In occasione dei vent’anni dall’adozione della Convenzione UNESCO del 2003 sulla Salvaguardia del Patrimonio Culturale Immateriale, il Dipartimento delle Arti dell’Università di Bologna e la Commissione Nazionale Italiana per l’UNESCO, in collaborazione con il Ministero della Cultura e il Comune di Bologna, presentano una giornata di studi e tre momenti performativi incentratisulle pratiche tutelate dall’UNESCO. Per questa prima giornata oltre al convegno ci sarà la rappresentazione di Teatro Nō con Umewaka Naohiko, attore professionista (shite) di una delle più rilevanti famiglie tradizionali, afferente alla scuola Kanze, e il percussionista Ko Seijiro, della prestigiosa Scuola Kosei, suonatore di piccolo tamburo (kotsuzumi).
A seguire canti polifonici sardi rappresentati dai cantori della Confraternita Oratorio di Santa Croce di Castelsardo.
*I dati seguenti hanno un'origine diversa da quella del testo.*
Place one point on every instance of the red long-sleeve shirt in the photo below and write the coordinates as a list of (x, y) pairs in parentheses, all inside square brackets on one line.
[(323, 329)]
COMPAGNIA SBLOCCO5 | THINKING BLIND

Performance in cuffie wireless su ‘Blue’ di Derek Jarman, finalista Biennale College di Venezia. “La mia vista non tornerà più, la retina è distrutta”. Parole di Derek Jarman in ‘Blue’, film sulle ultime fasi della sua malattia, l’HIV.
Mentre la vista si spegne Jarman è artefice di un giardino-paradi­so di fronte ad una centrale nucleare.
Un’immersione visi­va e sonora sul procedere implacabile del tempo, su HIV, omosessualità, diritti civili. E sugli atti creativi come forme di resistenza.
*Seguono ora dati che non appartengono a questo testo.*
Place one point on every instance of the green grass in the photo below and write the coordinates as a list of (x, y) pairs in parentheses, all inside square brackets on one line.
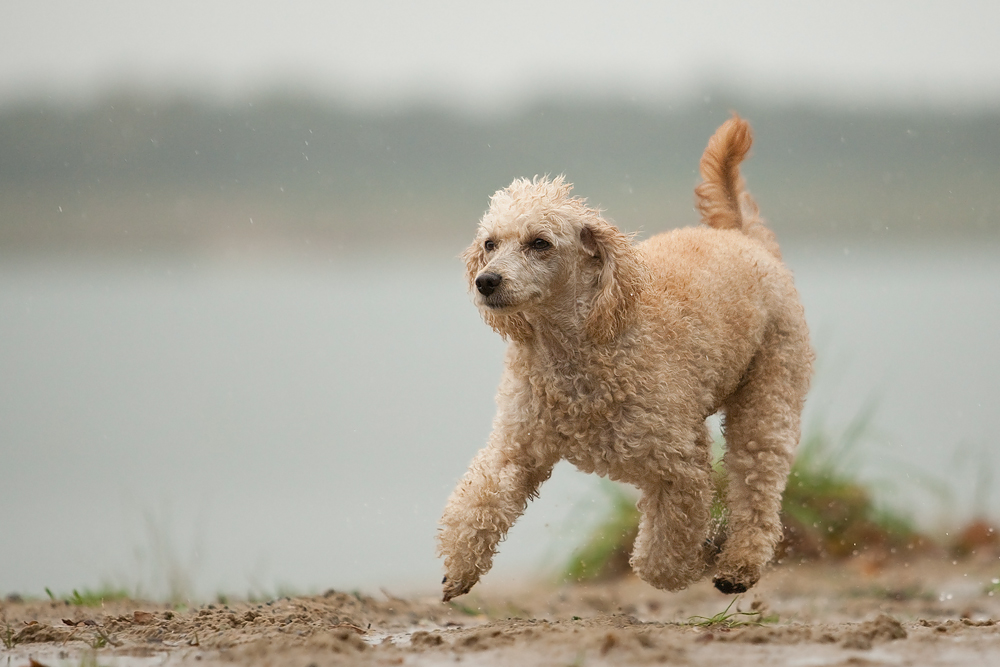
[(7, 636), (91, 598), (605, 552), (731, 619)]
ILARIA CECCHINATO E ALTRE VELOCITÀ | QUEL CHE SI VEDE A OCCHI CHIUSI

Anteprima di ‘Turn on your ears. Dialoghi e ascolti attorno all’audiofiction.’

18.00 Audiofiction n.1: dal Passato
Una proposta di ascolto di un’opera radiofonica
“dal passato” per immergersi nelle visioni
impossibili ricreate dai grandi sperimentatori
della radio.

18.30: Audiofiction n.2: del Presente
Tra continuità con la tradizione del
radiodramma e le nuove frontiere del podcast,
un ascolto che invita a lasciarsi avvolgere dai
suoni e dalle voci per vedere oltre la scena.


FEDERICO BELLINI E ALLIEVI CROSS | PUPILLA

Experience sonora dal vivo in cuffie wireless con audio binaural su ‘Casa di bambola’
di Ibsen. L’opera più scandalosa del drammaturgo, dove gli uomini sono malati e le
donne prendono il controllo della propria vita, in un affascinante sequel drammaturgico che pone le inquietudini di Torvald al centro della narrazione, nella scrittura tagliente di Federico
Bellini e degli allievi CROSS, sui turbamenti d’abbandono del maschio.